Sets the Credential field to run the process as root (UID 0) inside the new user namespace.
Maps the UID and GID inside the container to the host’s unprivileged user. The mapping can be viewed in /proc/[pid]/uid_map and /proc/[pid]/gid_map on the host. It will show something like 0 1000 1 meaning: map UID 0 inside the container to UID 1000 on the host, for a range of the next 1 UID.

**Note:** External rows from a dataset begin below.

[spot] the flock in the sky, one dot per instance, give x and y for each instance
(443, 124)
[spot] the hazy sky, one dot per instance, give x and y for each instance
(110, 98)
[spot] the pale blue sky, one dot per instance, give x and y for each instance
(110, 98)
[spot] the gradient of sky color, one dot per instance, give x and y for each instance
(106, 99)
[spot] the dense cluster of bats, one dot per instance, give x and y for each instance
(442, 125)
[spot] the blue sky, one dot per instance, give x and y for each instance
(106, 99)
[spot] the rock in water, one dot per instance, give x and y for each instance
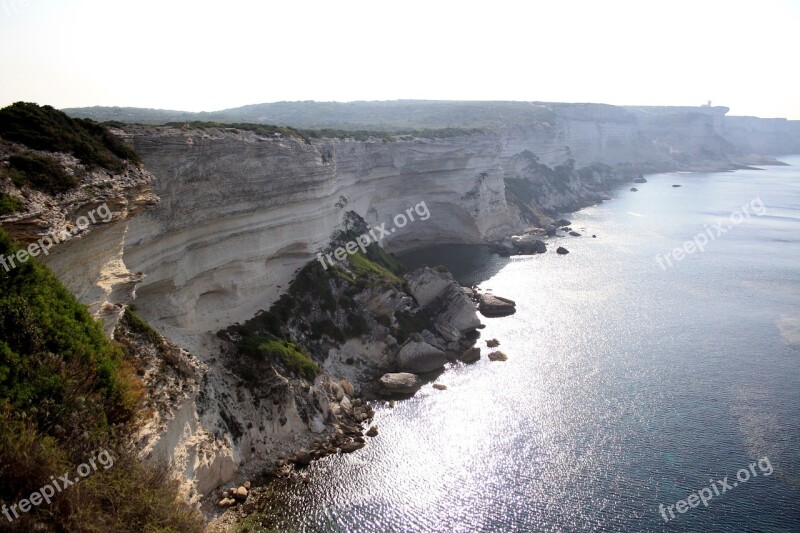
(493, 306)
(240, 494)
(528, 244)
(439, 295)
(420, 357)
(399, 383)
(497, 356)
(471, 355)
(347, 388)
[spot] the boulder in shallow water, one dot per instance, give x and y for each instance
(493, 306)
(420, 357)
(399, 383)
(471, 355)
(528, 244)
(497, 356)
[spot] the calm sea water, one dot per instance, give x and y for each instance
(627, 385)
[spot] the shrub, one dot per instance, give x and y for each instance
(292, 356)
(46, 128)
(140, 327)
(65, 393)
(9, 204)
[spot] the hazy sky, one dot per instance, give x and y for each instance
(208, 56)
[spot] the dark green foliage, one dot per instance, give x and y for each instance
(326, 327)
(408, 323)
(271, 349)
(40, 172)
(357, 325)
(314, 281)
(140, 327)
(46, 128)
(9, 204)
(65, 393)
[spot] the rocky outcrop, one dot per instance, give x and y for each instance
(420, 357)
(494, 306)
(438, 294)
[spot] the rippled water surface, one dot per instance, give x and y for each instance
(627, 386)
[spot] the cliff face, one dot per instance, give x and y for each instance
(241, 213)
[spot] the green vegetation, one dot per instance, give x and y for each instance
(9, 204)
(46, 128)
(40, 172)
(307, 134)
(140, 327)
(270, 348)
(65, 393)
(408, 324)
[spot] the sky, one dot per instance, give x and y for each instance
(207, 56)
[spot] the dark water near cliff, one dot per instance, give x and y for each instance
(627, 386)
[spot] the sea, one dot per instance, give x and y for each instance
(652, 380)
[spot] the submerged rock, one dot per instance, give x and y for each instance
(399, 383)
(420, 357)
(494, 306)
(471, 355)
(497, 356)
(528, 244)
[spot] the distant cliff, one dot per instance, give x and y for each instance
(243, 210)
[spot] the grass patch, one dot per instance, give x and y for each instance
(365, 268)
(409, 323)
(46, 128)
(9, 204)
(270, 348)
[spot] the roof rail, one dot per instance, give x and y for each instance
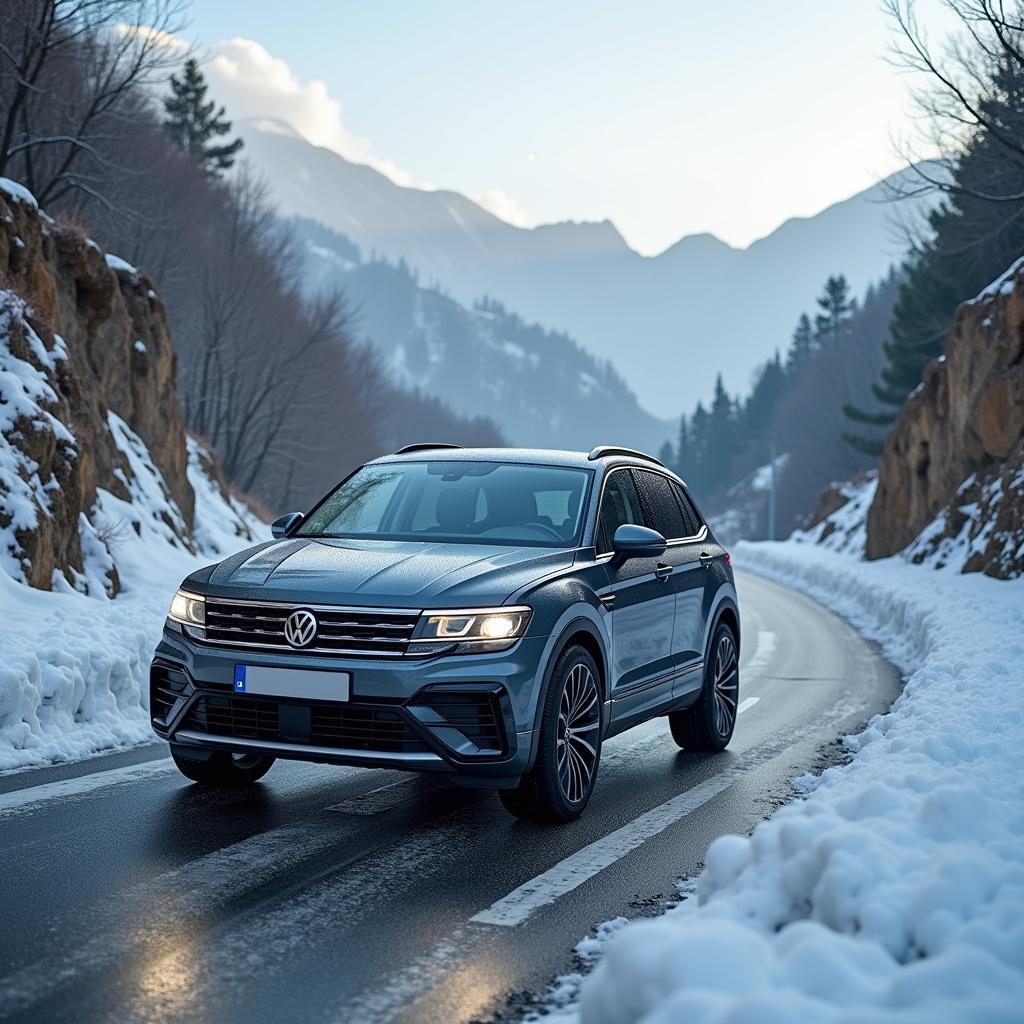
(424, 446)
(602, 450)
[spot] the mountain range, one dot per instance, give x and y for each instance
(540, 387)
(669, 323)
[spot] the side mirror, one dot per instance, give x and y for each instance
(632, 541)
(280, 527)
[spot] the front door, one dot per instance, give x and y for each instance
(642, 609)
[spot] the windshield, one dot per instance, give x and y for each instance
(462, 502)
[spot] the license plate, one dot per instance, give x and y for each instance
(304, 683)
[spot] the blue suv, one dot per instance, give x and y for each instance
(489, 613)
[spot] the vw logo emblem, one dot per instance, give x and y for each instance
(300, 628)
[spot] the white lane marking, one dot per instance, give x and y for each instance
(519, 904)
(747, 705)
(764, 651)
(406, 987)
(168, 904)
(22, 801)
(379, 800)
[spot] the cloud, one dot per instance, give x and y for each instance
(504, 206)
(251, 82)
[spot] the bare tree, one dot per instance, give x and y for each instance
(71, 78)
(974, 82)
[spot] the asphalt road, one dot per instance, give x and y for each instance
(349, 895)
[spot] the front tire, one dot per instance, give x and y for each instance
(222, 768)
(708, 725)
(559, 784)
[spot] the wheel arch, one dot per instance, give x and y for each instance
(580, 631)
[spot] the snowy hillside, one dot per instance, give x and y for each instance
(74, 669)
(644, 313)
(539, 386)
(893, 890)
(94, 535)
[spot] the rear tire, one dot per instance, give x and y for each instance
(708, 725)
(222, 768)
(559, 784)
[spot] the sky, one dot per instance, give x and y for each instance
(667, 118)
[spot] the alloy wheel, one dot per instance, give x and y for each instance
(579, 721)
(726, 684)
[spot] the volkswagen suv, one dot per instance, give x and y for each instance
(493, 614)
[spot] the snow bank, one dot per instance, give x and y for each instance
(894, 892)
(74, 669)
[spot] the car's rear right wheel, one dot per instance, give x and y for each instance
(708, 724)
(221, 768)
(559, 784)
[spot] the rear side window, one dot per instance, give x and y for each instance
(690, 513)
(665, 512)
(621, 504)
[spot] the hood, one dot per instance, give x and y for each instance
(397, 573)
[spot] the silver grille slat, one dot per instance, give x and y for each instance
(341, 629)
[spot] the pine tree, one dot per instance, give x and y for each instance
(836, 307)
(683, 441)
(193, 122)
(693, 462)
(973, 241)
(803, 345)
(722, 440)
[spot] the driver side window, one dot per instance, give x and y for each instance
(621, 504)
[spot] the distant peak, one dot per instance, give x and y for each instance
(586, 232)
(702, 242)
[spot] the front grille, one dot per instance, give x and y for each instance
(339, 631)
(167, 685)
(344, 727)
(473, 715)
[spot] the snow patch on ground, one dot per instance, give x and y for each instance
(18, 193)
(117, 263)
(1003, 285)
(845, 529)
(892, 893)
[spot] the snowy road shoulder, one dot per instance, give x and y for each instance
(895, 891)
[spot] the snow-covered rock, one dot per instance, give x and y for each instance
(104, 503)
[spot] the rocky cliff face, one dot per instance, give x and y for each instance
(952, 472)
(87, 402)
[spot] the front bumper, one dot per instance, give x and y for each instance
(470, 716)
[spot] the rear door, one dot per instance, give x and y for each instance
(642, 608)
(694, 599)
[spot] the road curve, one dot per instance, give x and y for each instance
(348, 895)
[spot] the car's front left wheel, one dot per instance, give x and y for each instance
(559, 784)
(221, 768)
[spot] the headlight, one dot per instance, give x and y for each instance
(189, 609)
(470, 629)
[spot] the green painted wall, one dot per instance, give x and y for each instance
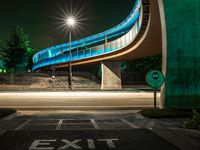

Note that you will still need to run the binary itself with sudo, as we need root privileges for operations such as setting up cgroups in the parent process/namespace. However, when you run ps aux --forest on the host, you will see that the actual containerized process is running as the unprivileged user, as shown below (pid: 60270):

USER         PID CMD
root       60179  \_ sshd: silverbug [priv]
silverb+   60227  |   \_ sshd: silverbug@pts/1
silverb+   60228  |       \_ -bash
root       60263  |           \_ sudo ./main run /bin/bash
root       60264  |               \_ sudo ./main run /bin/bash
root       60265  |                   \_ ./main run /bin/bash
silverb+   60270  |                       \_ /home/silverbug/containers/main child /bin/bash
silverb+   60275  |                           \_ /bin/bash

More info on Docker’s rootless mode can be found here, and for K8S here. There are a few other popular approaches to securing containers like AppArmor and SELinux. There is also gVisor that goes one step beyond to intercept all system calls and act as a guest kernel, all while running in the user space!

What’s next?

I’ll stop here before this blog series becomes a whole reference guide. My goal was to understand the absolute fundamental building blocks of containers, and we’re pretty much there. In practice, the container ecosystem goes much deeper. There are the OCI specs (the standardized format for container images) which describe how to build container images, the low-level (runc, crun) and high-level runtimes (containerd, CRI-O) which actually run the containers from the images and manage their lifecycle, and then there is K8S which delegates these responsibilities via standardized interfaces like the CRI for container runtimes, CNI for networking, and CSI for storage, etc.